There’s a condom out there for you. And if you use a loathing of condoms as a reason to practice unsafe sexual habits, you probably haven’t tried enough of them to figure out which one is best for you. But that’s why we sell condom samplers, like our famous World’s Best Condom Tin. Try as many as you can, and take a little extra pleasure in knowing that you’re protecting your safety while exploring your pleasure.
4. Queer sex education is very important.
Like, was that even a topic for you in your sex ed class? It certainly wasn’t in mine. And when I started to question my sexuality, the omission of anything not heteronormative made me think what I was feeling was wrong, even though it wasn’t something that I could control.
Sex ed happens right around the time when kids are starting to figure out who they are, and it’s also the prime time for bullying those that don’t conform to the norm. Bringing up queer issues during sex ed will make kids realize their questions are a normal, healthy process of figuring out their identity, not something to be ashamed of.
And, of course, it will lead to queer kids making safer sexual choices for themselves, such as using condoms and dental dams, toy safety, getting tested for STDs, making safe dating choices, and even knowing if they’re asexual. Everyone deserves to feel safe and secure in their identity.
5. No always means no.
I remember hearing that no means no in my sex ed class. And that seemed pretty sufficient at the time.
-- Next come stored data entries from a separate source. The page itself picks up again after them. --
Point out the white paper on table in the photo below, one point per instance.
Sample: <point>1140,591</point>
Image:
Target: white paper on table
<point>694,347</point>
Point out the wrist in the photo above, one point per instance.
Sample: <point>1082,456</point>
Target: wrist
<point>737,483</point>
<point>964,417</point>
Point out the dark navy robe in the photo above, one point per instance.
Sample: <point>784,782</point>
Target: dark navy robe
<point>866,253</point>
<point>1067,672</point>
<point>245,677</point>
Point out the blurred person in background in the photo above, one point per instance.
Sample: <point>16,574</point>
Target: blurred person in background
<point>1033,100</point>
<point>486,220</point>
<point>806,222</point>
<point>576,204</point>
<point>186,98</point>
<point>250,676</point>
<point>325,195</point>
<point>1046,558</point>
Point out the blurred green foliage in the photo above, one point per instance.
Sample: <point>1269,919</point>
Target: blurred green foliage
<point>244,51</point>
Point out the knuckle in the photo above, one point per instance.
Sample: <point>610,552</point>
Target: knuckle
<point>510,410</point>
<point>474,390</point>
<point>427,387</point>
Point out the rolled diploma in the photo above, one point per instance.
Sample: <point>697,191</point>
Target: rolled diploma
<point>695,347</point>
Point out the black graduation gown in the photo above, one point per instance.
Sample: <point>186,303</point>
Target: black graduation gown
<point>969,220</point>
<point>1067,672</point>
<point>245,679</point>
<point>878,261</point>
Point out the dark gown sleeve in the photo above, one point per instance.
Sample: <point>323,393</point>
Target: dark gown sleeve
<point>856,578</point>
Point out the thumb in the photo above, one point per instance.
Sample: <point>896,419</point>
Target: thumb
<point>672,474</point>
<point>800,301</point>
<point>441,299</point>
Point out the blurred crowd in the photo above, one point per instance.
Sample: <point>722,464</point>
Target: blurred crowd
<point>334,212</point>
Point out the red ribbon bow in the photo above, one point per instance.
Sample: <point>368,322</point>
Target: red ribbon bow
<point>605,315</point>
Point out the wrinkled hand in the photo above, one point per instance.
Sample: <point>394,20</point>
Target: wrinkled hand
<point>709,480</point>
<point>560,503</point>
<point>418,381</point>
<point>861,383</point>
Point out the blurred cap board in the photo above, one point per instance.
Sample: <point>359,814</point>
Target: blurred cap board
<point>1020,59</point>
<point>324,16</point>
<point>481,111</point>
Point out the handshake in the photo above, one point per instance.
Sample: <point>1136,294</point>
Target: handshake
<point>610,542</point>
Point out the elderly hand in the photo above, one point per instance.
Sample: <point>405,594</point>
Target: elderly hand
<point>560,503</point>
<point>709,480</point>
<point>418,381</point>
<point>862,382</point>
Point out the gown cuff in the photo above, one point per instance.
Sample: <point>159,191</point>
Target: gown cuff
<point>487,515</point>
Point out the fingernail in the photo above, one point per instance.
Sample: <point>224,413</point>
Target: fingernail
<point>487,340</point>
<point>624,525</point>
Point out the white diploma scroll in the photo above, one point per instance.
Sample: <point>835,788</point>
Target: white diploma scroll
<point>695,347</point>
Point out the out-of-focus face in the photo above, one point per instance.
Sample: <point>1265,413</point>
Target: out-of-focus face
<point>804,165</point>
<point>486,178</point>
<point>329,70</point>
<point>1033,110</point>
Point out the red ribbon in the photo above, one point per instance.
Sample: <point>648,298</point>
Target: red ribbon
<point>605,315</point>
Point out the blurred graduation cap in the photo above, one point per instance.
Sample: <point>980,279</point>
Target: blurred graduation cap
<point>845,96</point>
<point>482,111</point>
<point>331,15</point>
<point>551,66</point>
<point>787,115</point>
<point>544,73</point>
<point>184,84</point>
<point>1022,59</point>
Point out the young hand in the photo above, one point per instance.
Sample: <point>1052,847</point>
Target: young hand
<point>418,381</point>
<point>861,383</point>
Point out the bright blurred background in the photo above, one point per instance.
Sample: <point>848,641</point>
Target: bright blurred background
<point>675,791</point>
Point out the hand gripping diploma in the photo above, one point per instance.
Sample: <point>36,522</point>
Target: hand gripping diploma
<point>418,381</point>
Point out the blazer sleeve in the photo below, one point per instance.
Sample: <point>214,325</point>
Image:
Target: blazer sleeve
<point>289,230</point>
But when I started dating someone, I finally realized that such a lovely mantra isn’t just about penetration. What if you’ve said yes to sex before but don’t want to anymore? What if you’re in a long-term relationship? What if that person doesn’t want to wear a condom, or wants to engage in a kink that you feel uncomfortable with? All of those are acceptable reasons to say no, but we don’t really ever hear about them from those responsible for teaching us about safe sex.
6. The hymen myth– and why sex doesn’t have to hurt…
I’ve written about this extensively in my article Five Myths and Facts About Virginity, but everyone’s first time is different, especially for those born with vaginas. There’s certain prevailing myths in our culture that can be particularly harmful for people of all genders.
There’s long been issues with anatomy facts in American sex ed and we get it. It can be an uncomfortable topic to discuss with giggling school kids. But that’s why we have sex ed– because it removes discomfort by making these topics open for discussion.
7. …but sometimes it’s nice when it does.
Kinks are a part of sexuality and for many, a very important part. It’s not something we should feel ashamed of, so long as all parties are consenting and we’re in a safe environment. With the recent resurgence of BDSM in popular culture, we wouldn’t be surprised to hear more mentions of kink lifestyles in sex ed, but we won’t hold our breath for pegging tutorials. Just a simple mention of the wide variety of ways consenting adults can express themselves to the people they’re in a sexual relationship with would be enough.